O olhar de Alexander para mim mostrava claramente as intenções dele. Uma provocação evidente, pois para ele, aquilo não passava de um jogo.
-Não dirá nada? Seu pai ficará tão decepcionado quando souber que você perdeu o que tinha em mãos apenas por um sentimento bobo. -Alexander sabia a verdade, exatamente por ser quem ele era.
-Você chegou tão baixo. Tudo que tinha que fazer era proteger ela, mas sua obsessão pelos poderes de cura dela se tornou tão… Nojento! -Alister provoca.
-O que eu posso fazer se é tão fofo vê-la desesperadamente tentar aliviar a própria dor. -Alexander chega perto dela.
-Um anjo que foi corrompido, seu cheiro é mais ruim do que o de um demônio.
Eu tinha me cansado completamente de deixar ele toca-lá. Mesmo eu sentia repulsa por ela, minha vontade naquele momento foi de matá-lo, mas havia uma força maior que tentaria interferir.

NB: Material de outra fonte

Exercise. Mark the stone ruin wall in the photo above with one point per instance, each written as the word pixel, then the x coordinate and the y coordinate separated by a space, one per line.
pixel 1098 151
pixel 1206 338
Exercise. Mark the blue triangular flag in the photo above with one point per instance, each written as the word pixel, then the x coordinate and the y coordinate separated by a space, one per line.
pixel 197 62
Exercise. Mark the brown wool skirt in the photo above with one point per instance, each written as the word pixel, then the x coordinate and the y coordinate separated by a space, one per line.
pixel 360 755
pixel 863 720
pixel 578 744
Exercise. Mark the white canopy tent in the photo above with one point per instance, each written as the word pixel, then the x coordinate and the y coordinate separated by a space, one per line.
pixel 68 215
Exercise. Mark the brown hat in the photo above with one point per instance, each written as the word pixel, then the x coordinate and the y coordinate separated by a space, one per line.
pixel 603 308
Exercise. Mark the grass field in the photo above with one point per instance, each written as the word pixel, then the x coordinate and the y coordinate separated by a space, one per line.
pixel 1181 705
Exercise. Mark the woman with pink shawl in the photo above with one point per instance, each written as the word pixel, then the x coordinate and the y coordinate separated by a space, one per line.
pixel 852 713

Eu me precipitei e agarrei o braço dele.
-Ah, ciúmes? Acho que já percebeu que você cometeu um erro voltando, não tem como salvar essa garota. Seja pelo bem, ou seja pelo mal, a morte dela já está escrita, você pode voltar milhões de vezes, tentar o quanto quiser, mas ela sempre irá morrer diante dos seus olhos. -Alexander sorri de canto.
Aquelas palavras fizeram o ódio dentro de mim ferver desesperadamente. Ele sabia a minha fraqueza, até mesmo o que fiz milhares de vezes,
-Eu te aconselho a desistir, eu sinto um futuro sombrio para ela. Acredito que eu já tenha lhe dito isso da última vez, não é?
Sim, eu ouvi isso todas as vezes. A cada vez que eu voltava, em um dado momento, ele me dizia que um futuro sombrio esperava por ela. E em todos os finais, ela morria diante dos meus olhos, eu segui sendo incapaz de proteger a pessoa que amo inúmeras vezes.